La ministre faisait part de son inquiétude concernant le nombre d'actifs par rapport au nombre de personnes à la retraite. Elle craint une situation où il y aurait un salarié qui cotiserait pour deux retraités.
Aujourd'hui, ce ratio entre salariés et retraités est de 1,7. Ce qui signifie que pour une personne à la retraite, il y a 1,7 personne qui cotise par son travail. Dans le scénario catastrophe évoqué par Agnès Buzyn, ce ratio atteindrait le niveau alarmant de 0,5. Autrement dit 'un demi salarié' pour un retraité, ou un salarié pour deux retraités.
Le système de retraite manque-t-il d'actifs qui cotisent ?
Si on se réfère aux projections du Conseil d'orientation des retraites, le ratio des cotisants par rapport au nombre de retraités ne descendra pas en-dessous de la barre des 1,3 avant 2070. Un chiffre bien loin du ratio alarmant prédit par Agnès Buzyn. La situation de deux retraités pour un seul actif n'est donc pas envisagée par le Conseil d'orientation des retraités, groupe d'experts comprenant des parlementaires, les partenaires sociaux et des représentants de l’État.
Toutefois, même si ces prévisions sont moins pessimistes que celle de la ministre, il ne s'agit d'une bonne nouvelle pour notre système de retraite qui repose sur la solidarité des actifs. Alors existe-t-il un ratio idéal ? D'après le Conseil national de l'assurance-vieillesse, "il est difficile de viser un chiffre optimal car ce ratio dépend aussi de la démographie", un élément difficile à maîtriser à court et moyen terme.

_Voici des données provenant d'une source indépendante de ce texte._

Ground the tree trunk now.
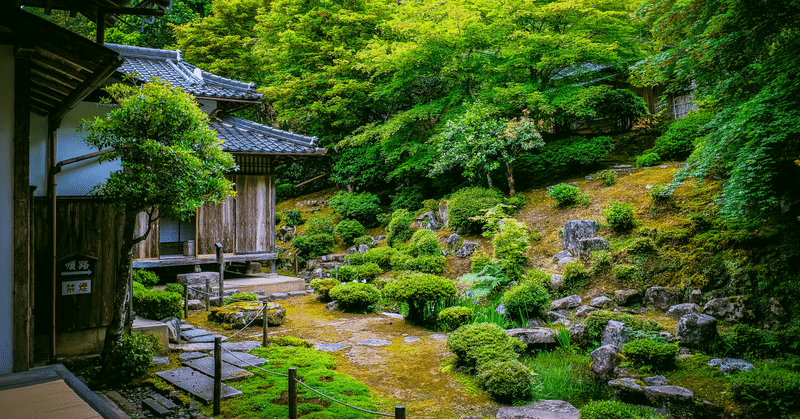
[506,163,517,196]
[101,211,136,372]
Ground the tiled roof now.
[105,44,263,100]
[208,113,325,154]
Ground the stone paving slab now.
[156,367,242,404]
[183,356,253,381]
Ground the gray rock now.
[589,345,621,379]
[614,289,642,306]
[550,295,581,310]
[675,313,719,349]
[561,220,600,255]
[708,358,755,375]
[703,296,752,320]
[644,287,680,310]
[666,303,703,319]
[497,400,581,419]
[589,295,614,308]
[456,240,478,258]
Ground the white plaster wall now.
[56,102,121,196]
[0,45,14,374]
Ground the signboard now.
[56,254,97,295]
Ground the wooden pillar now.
[13,47,33,372]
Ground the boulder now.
[666,303,703,319]
[614,289,642,306]
[550,295,581,310]
[644,287,680,310]
[589,345,622,379]
[675,313,719,348]
[456,240,478,258]
[562,220,600,255]
[589,295,613,308]
[496,400,581,419]
[703,296,752,320]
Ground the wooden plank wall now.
[33,199,122,332]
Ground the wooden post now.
[289,367,297,419]
[214,336,222,415]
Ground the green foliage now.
[411,228,442,256]
[580,400,666,419]
[328,192,381,226]
[622,339,678,371]
[447,187,500,234]
[310,278,341,302]
[329,282,381,312]
[439,306,474,330]
[133,269,158,289]
[333,220,372,245]
[478,359,538,402]
[636,152,661,167]
[386,209,414,246]
[547,183,589,208]
[383,273,456,321]
[500,281,550,323]
[107,332,161,379]
[603,201,636,232]
[283,209,303,227]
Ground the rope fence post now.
[289,367,297,419]
[214,336,222,416]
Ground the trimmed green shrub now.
[328,192,381,226]
[108,332,161,378]
[283,209,303,227]
[439,306,474,330]
[500,282,550,321]
[411,229,442,256]
[329,282,381,311]
[478,359,537,402]
[636,153,661,167]
[580,400,667,419]
[292,234,336,258]
[447,187,500,234]
[133,269,158,289]
[310,278,341,302]
[333,220,372,246]
[447,323,525,370]
[386,209,414,246]
[383,273,456,321]
[622,339,678,371]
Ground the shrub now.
[411,229,442,256]
[439,306,473,330]
[603,202,636,231]
[164,282,183,296]
[328,192,381,225]
[133,289,184,319]
[383,273,456,321]
[310,278,341,302]
[500,282,550,321]
[333,220,372,245]
[580,400,667,419]
[636,153,661,167]
[447,187,500,234]
[109,332,161,378]
[447,323,525,369]
[478,359,537,402]
[329,282,381,311]
[386,209,414,246]
[622,339,678,371]
[283,209,303,227]
[133,269,158,289]
[292,234,336,258]
[547,183,589,208]
[592,170,617,186]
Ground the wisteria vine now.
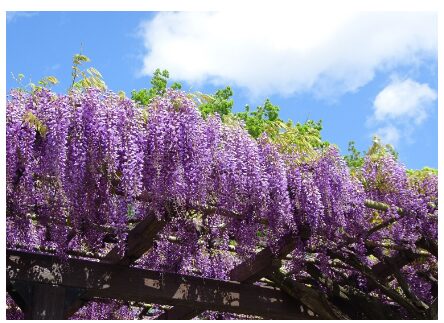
[6,88,438,319]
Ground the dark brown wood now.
[24,284,65,320]
[6,250,307,319]
[101,213,167,265]
[65,206,172,318]
[157,234,295,320]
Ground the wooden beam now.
[65,205,169,318]
[101,212,170,265]
[157,234,295,320]
[6,250,307,319]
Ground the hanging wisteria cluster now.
[6,88,438,319]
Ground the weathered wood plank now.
[157,234,298,320]
[6,250,306,319]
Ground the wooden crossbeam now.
[157,234,296,320]
[6,249,307,319]
[64,206,172,318]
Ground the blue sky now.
[6,12,438,168]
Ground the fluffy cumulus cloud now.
[371,78,437,145]
[140,10,437,97]
[373,79,437,124]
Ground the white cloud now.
[373,79,437,124]
[369,78,437,145]
[140,10,437,97]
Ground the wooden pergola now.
[6,201,437,319]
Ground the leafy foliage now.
[70,54,107,90]
[6,64,438,319]
[131,69,182,106]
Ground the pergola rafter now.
[7,202,437,319]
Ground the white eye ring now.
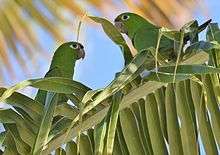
[121,15,130,20]
[70,44,79,49]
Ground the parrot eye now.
[70,44,79,49]
[121,15,130,20]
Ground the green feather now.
[35,42,84,104]
[115,12,211,58]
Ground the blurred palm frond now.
[0,0,203,82]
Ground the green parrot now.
[114,12,211,59]
[35,42,85,103]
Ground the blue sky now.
[3,0,220,92]
[0,0,220,154]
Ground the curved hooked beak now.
[78,48,85,59]
[114,21,128,34]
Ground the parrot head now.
[59,41,85,60]
[114,12,156,38]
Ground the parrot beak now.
[114,21,127,34]
[78,48,85,59]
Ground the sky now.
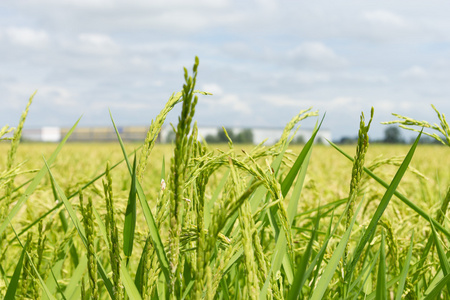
[0,0,450,140]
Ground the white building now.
[22,126,331,145]
[159,126,331,145]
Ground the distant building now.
[160,126,331,145]
[22,126,331,145]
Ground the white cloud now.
[401,66,428,79]
[5,27,50,48]
[201,83,223,96]
[287,42,346,67]
[205,94,253,115]
[363,10,407,28]
[78,33,120,54]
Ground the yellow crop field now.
[0,59,450,299]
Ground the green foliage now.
[205,128,253,144]
[0,58,450,299]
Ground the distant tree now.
[337,136,358,145]
[236,129,253,144]
[165,130,176,143]
[205,134,217,144]
[217,128,234,143]
[383,126,404,144]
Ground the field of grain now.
[0,60,450,299]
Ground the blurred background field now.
[0,143,450,226]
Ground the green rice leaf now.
[310,201,362,300]
[281,116,325,199]
[4,237,29,300]
[109,112,170,282]
[345,130,421,282]
[5,224,56,300]
[423,274,450,300]
[288,211,320,300]
[395,232,414,300]
[44,158,114,298]
[119,264,142,300]
[0,117,81,236]
[123,155,136,257]
[328,137,450,239]
[430,218,450,292]
[376,230,387,300]
[64,255,87,300]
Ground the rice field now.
[0,60,450,299]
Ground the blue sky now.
[0,0,450,139]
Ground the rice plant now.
[0,58,450,299]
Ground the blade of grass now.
[376,230,387,300]
[328,141,450,239]
[10,223,56,300]
[288,214,320,300]
[311,201,362,300]
[395,232,414,300]
[0,117,81,236]
[9,146,134,244]
[110,111,170,282]
[344,133,422,282]
[204,170,230,228]
[259,116,325,299]
[423,274,450,300]
[4,240,30,300]
[123,155,136,264]
[430,218,450,292]
[119,264,142,300]
[349,249,380,300]
[64,255,87,299]
[44,158,114,299]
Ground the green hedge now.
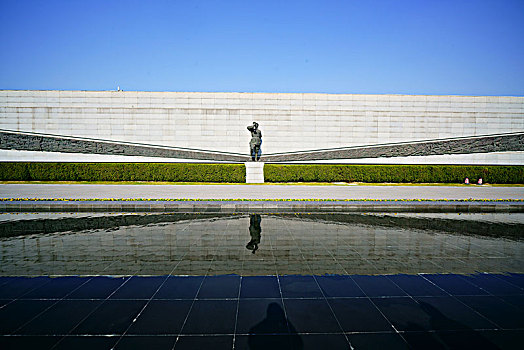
[0,162,246,182]
[0,162,524,184]
[264,164,524,184]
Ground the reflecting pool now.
[0,213,524,349]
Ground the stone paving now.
[0,184,524,200]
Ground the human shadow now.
[246,214,262,254]
[248,303,304,350]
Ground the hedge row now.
[0,162,246,182]
[264,164,524,184]
[0,162,524,184]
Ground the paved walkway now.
[0,184,524,199]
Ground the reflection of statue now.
[248,303,304,350]
[247,122,262,162]
[246,214,262,254]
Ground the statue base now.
[244,162,264,184]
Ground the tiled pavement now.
[0,214,524,349]
[0,274,524,349]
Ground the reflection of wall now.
[0,90,524,164]
[0,214,524,275]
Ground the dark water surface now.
[0,213,524,349]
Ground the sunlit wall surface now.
[0,90,524,164]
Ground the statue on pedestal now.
[247,122,262,162]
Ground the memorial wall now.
[0,90,524,165]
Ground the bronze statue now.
[247,122,262,162]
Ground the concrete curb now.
[0,200,524,213]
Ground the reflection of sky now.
[0,214,524,275]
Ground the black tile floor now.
[0,274,524,349]
[0,213,524,350]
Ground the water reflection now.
[246,214,262,254]
[0,213,524,276]
[248,303,304,350]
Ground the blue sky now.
[0,0,524,96]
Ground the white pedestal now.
[244,162,264,184]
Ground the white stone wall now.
[0,90,524,164]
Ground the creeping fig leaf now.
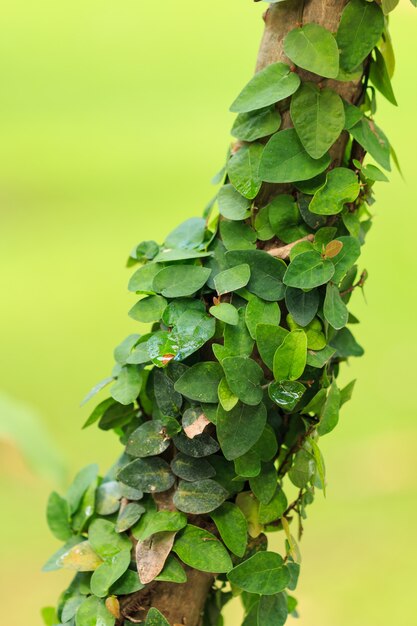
[232,107,281,141]
[336,0,384,72]
[227,143,264,200]
[175,361,223,402]
[259,128,330,183]
[227,552,290,596]
[153,265,211,298]
[230,63,300,113]
[174,478,228,515]
[284,23,339,78]
[216,403,266,461]
[291,83,345,159]
[284,250,334,289]
[173,524,232,573]
[309,167,360,215]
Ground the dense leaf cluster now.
[45,0,410,626]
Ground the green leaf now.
[369,48,398,106]
[349,117,391,172]
[249,463,277,504]
[126,420,171,457]
[88,518,132,559]
[245,296,281,339]
[173,524,232,574]
[118,457,175,493]
[343,100,363,130]
[110,365,143,406]
[171,452,216,482]
[330,328,364,359]
[222,356,263,406]
[116,502,145,533]
[210,502,248,557]
[99,402,135,430]
[226,250,286,302]
[129,296,167,323]
[259,485,288,524]
[132,510,187,541]
[162,298,206,326]
[309,167,360,215]
[217,184,251,221]
[336,0,384,72]
[230,63,300,113]
[287,315,326,350]
[46,491,72,541]
[308,437,326,495]
[285,287,320,326]
[329,237,361,285]
[170,309,216,361]
[268,194,308,243]
[235,449,261,478]
[256,324,288,371]
[273,330,307,381]
[236,491,263,538]
[110,569,145,596]
[317,382,340,437]
[284,23,339,78]
[268,380,306,411]
[214,263,250,296]
[323,283,349,330]
[174,358,223,403]
[223,307,255,358]
[255,205,274,241]
[259,128,331,183]
[90,548,130,598]
[231,107,281,141]
[227,552,290,596]
[145,608,169,626]
[128,263,162,293]
[96,480,122,515]
[307,346,336,368]
[216,403,266,461]
[174,478,228,515]
[258,593,288,626]
[216,378,239,410]
[210,454,244,496]
[291,83,345,159]
[209,302,239,326]
[153,370,182,417]
[227,143,264,200]
[174,433,219,458]
[288,448,316,489]
[75,596,116,626]
[220,220,256,250]
[153,265,211,298]
[284,250,334,289]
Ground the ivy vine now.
[40,0,412,626]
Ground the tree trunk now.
[118,0,362,626]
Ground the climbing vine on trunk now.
[43,0,412,626]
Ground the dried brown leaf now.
[184,413,210,439]
[136,532,176,585]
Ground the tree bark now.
[118,0,363,626]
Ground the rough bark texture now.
[118,0,362,626]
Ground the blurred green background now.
[0,0,417,626]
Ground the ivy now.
[43,0,410,626]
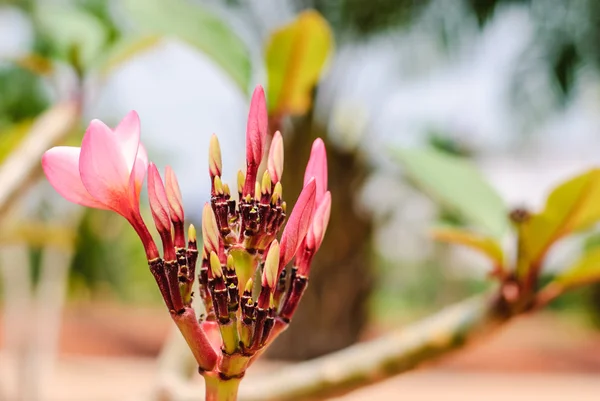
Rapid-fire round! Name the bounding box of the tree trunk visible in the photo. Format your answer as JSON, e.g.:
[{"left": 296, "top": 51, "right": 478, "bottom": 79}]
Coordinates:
[{"left": 267, "top": 115, "right": 373, "bottom": 360}]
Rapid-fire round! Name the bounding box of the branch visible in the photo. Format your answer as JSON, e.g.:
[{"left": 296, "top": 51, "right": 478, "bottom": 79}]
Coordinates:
[
  {"left": 0, "top": 101, "right": 80, "bottom": 216},
  {"left": 237, "top": 297, "right": 507, "bottom": 401}
]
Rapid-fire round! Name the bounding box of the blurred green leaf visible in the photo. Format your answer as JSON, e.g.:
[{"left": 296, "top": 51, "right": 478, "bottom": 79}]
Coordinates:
[
  {"left": 98, "top": 35, "right": 162, "bottom": 75},
  {"left": 396, "top": 149, "right": 507, "bottom": 237},
  {"left": 553, "top": 248, "right": 600, "bottom": 288},
  {"left": 522, "top": 169, "right": 600, "bottom": 265},
  {"left": 34, "top": 3, "right": 108, "bottom": 69},
  {"left": 0, "top": 119, "right": 34, "bottom": 162},
  {"left": 120, "top": 0, "right": 251, "bottom": 92},
  {"left": 0, "top": 65, "right": 49, "bottom": 128},
  {"left": 431, "top": 228, "right": 504, "bottom": 266},
  {"left": 265, "top": 10, "right": 333, "bottom": 115}
]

Projection du Conseil d'orientation des retraites du nombre total de salariés cotisants par rapport au nombre de retraités. − COR & Insee
Comme on le voit sur cette projection établie par le Conseil d'orientation des retraites, c'est à partir du début des années 2000 que le ratio de salariés décroît fortement. Ceci s'explique par l'arrivée des baby-boomers à l'âge de la retraite.
La France compte aujourd'hui 14 millions de personnes retraitées, 2,3 millions de plus qu'il y a 10 ans.
La population active est-elle suffisante ?
Même si les prédictions d'Agnès Buzyn sont plus catastrophiques que la réalité, elle met en garde sur la pérennité du régime. En France, le système de retraites repose sur de moins en moins d'actifs. En 2018, notre pays compte 13,1 millions de personnes de 65 ans ou plus, soit un habitant sur cinq. D'ici à 2070, d'après l'Insee, les seniors devraient représenter à cette date 29% de la population, une hausse expliquée par les gains d'espérance de vie.
Cette population vieillissante et inactive pèsera sur le nombre des actifs. On appelle cela le taux de dépendance économique des personnes âgées - 65 ans et plus - par rapport à la population en âge de travailler - 20 à 64 ans.
L'OCDE a calculé son évolution jusqu'en 2050. En France, il y 33 personnes de 65 ans et plus pour 100 personnes en âge de travailler, mais ce chiffre passerait à 53 en 2050 ! Une projection moins inquiétante que chez nos voisins. En Espagne en 2050, il y aurait près de 80 seniors pour 100 actifs, pareil pour le Portugal ou l'Italie. En Allemagne, les prévisions sont de 60 personnes âgées pour 100 actifs.